BEIJING (Reuters) - A member of the banned Falun Gong spiritual group died in police custody after officers tried to end a hunger strike by force-feeding, a Hong Kong-based human rights group said on Thursday.


The death of An Xiukun in Hengshui, a city in the northern province of Hebei, took to 25 the number of Falun Gong members who have died in custody since China banned the group last year, the Information Centre for Human Rights and Democracy said.
It said in a statement that An, 50, was detained on June 6 in Beijing's Tiananmen Square, where handfuls of Falun Gong members have protested almost daily since the government banned the group in July last year.
The primary school teacher was taken to a detention center in Hengshui, where she began a hunger strike after her feet were bound with iron shackles, the center said.
She died of suffocation as police tried to force her to eat after six days, it said.
Her husband Zhang Qizheng was sentenced to three years labor reform, which does not require a trial, after he repeatedly demanded punishment for those responsible for his wife's death as well as compensation, the center added.
Police at the Hengshui detention center denied any knowledge of the death. Staff at An's school said she had died recently but declined to give further details.

4. Fall: Frau GONG Baohua (Peking)



On June 17, 2000, she went to Beijing to appeal for Falun Gong and was intercepted by police at the Dongzhimen Bus Station, along with seven other Falun Gong practitioners. After taken back to the local police station, six of them were brutally beaten by police. Among them, Gong suffered the most. Medical examination in the Yukou Clinic afterwards showed that the bridge of her nose was broken. Gong's family members and local villagers requested the police to allow her to go home for recovery. In order to cover up the brutality, the police sent Gong and the other practitioners to the county detention center instead. To defend their rights, Gong and other practitioners went on a hunger strike, which were the only means available.

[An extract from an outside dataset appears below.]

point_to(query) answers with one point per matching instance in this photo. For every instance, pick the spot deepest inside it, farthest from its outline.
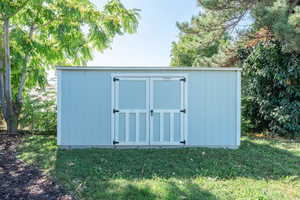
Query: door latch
(151, 112)
(115, 142)
(115, 110)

Around 8pm of June 25, 2000, the guards force-fed Gong through the nose, despite the fact that her nose was injured. After coming back to the cell, Gong's face looked pale. She said repeatedly that her chest felt numb and she suspected that the guards might have falsely inserted the feeding tube into her trachea during the force-feeding. About 10 minutes later, she suddenly lost consciousness. Her inmates then called the guards, but nobody answered. After a while when Gong regained her consciousness, the guards finally came over and moved Gong out of the cell for emergency treatment. She was sent back on the morning of June 26, 2000. Because her health condition looked very bad, her inmates asked the guards many times to give her a medical examination. She was then called out, and came back in the afternoon. But there was no sign of improvement in her health that night. On the morning of June 27, 2000, the inmates urged the guards to give her another medical checkup, because her health kept deteriorating. Around 10am, the detention center clinicians agreed to send Gong to the hospital. Around 9pm that evening, Gong Baohua was announced dead in the hospital.